Analoga considerazione non può svolgersi, invece, in riferimento alle condotte indicate alle lett. b) e c) dell’atto di deferimento, stante l’assenza di accertamento in fatto di alcuna attività posta in essere dai ricorrenti nei confronti del SISP.
Parimenti, le condotte indicate alle lett. e) ed f) dell’atto di deferimento (“per non aver sottoposto all’obbligatorio periodo di isolamento (..) il calciatore Ciro Immobile (..) utilizzato nell’incontro Torino - Lazio del 1° novembre 2020 (…); il calciatore Djavan Anderson (…) inserito nella distinta gara dell’incontro Lazio - Juventus dell’8 novembre 2020”) possono assumere rilevanza disciplinare, bensì non già in riferimento all’omessa prescrizione della quarantena, ma con specifico limitato riferimento all’impiego in campo dei giocatori positivi. In altri termini, mentre non rientra nelle competenze del medico sociale la prescrizione della quarantena che incide sulla libertà di movimento in genere del soggetto che ne è destinatario, rientra invece certamente nell’ambito delle sue responsabilità la scelta di far accedere nei locali della società sportiva e di far scendere in campo un giocatore risultato positivo.
L’accoglimento dei motivi di ricorso nn. 5 e 6 comporta l’accoglimento anche del motivo di ricorso n. 7 nei limiti di quanto sopra specificato con riguardo alle condotte da ritenersi disciplinarmente rilevanti ai fini dell’accertamento delle relative responsabilità a carico dei ricorrenti.
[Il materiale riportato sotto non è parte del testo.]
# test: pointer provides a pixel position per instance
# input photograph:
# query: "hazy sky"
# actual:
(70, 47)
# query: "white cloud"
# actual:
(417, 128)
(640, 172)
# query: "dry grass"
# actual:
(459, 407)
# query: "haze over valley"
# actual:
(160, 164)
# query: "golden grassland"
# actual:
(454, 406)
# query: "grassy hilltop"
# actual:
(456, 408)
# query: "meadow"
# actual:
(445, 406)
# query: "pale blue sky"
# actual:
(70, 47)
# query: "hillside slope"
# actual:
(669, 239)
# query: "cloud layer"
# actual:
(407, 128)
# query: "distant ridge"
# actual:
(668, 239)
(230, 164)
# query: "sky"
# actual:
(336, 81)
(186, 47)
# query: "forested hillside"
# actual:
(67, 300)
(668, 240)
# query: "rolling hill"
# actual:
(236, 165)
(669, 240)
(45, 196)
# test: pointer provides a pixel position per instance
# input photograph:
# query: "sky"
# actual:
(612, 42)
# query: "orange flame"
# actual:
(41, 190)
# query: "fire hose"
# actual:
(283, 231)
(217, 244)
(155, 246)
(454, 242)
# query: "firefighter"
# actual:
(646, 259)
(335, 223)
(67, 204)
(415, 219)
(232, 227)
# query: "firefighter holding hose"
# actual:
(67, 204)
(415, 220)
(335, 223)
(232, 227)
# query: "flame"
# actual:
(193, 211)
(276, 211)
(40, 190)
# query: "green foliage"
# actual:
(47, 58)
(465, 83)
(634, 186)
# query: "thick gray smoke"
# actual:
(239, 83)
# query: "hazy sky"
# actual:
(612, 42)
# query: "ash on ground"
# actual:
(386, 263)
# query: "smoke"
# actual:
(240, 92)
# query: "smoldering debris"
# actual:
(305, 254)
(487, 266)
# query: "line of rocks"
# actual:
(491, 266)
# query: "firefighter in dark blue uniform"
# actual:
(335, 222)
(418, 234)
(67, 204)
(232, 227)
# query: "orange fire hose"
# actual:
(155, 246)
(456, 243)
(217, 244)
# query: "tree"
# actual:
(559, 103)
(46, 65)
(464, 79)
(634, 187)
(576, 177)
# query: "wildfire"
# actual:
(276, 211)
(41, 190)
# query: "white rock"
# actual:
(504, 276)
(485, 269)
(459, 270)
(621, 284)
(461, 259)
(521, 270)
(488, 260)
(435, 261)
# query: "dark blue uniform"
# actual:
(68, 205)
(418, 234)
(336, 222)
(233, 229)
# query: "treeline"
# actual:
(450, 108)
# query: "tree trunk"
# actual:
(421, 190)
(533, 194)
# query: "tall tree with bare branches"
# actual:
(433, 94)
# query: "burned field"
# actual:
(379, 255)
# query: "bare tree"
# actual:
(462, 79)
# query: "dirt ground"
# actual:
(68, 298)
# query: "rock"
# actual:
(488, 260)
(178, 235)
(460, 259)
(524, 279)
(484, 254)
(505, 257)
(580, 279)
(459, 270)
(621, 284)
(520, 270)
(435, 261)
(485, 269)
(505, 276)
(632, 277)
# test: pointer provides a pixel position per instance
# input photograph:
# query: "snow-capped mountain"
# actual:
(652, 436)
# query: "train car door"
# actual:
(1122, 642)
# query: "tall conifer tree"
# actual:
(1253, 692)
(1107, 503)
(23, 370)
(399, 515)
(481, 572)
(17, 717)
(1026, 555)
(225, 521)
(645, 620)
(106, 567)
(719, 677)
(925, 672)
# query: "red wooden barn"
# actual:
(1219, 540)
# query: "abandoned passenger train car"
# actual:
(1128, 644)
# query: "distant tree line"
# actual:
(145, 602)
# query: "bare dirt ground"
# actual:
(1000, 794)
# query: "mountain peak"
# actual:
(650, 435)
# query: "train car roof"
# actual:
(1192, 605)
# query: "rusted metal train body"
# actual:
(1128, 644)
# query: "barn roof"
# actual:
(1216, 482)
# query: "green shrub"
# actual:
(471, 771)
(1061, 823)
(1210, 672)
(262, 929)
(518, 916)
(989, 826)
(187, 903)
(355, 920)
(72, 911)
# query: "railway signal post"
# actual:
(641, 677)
Inoltre, va riconosciuto adeguato rilievo alla circostanza che le condotte censurate si riferiscono a fatti temporalmente collocati nei primi mesi di applicazione della complessa normativa anti-covid.
PQM
Il Collegio di Garanzia dello Sport
Sezioni Unite
Respinge i motivi di ricorso nn. 1, 2, 3 e 4.
Accoglie i motivi nn. 5, 6 e 7, nei limiti di cui in motivazione, e, per l’effetto rinvia alla Corte Federale d’ ello della FIGC ai fini della nuova valutazione della misura della sanzione.
Spese compensate.
Dispone la comunicazione della presente decisione alle parti tramite i loro difensori anche con il mezzo della posta elettronica.
Così deciso in Roma, nella sede del CONI, in data 7 settembre 2021.
Il Presidente                       La Relatrice
F.to Franco Frattini            F.to Laura Santoro
Depositato in Roma, in data 29 settembre 2021.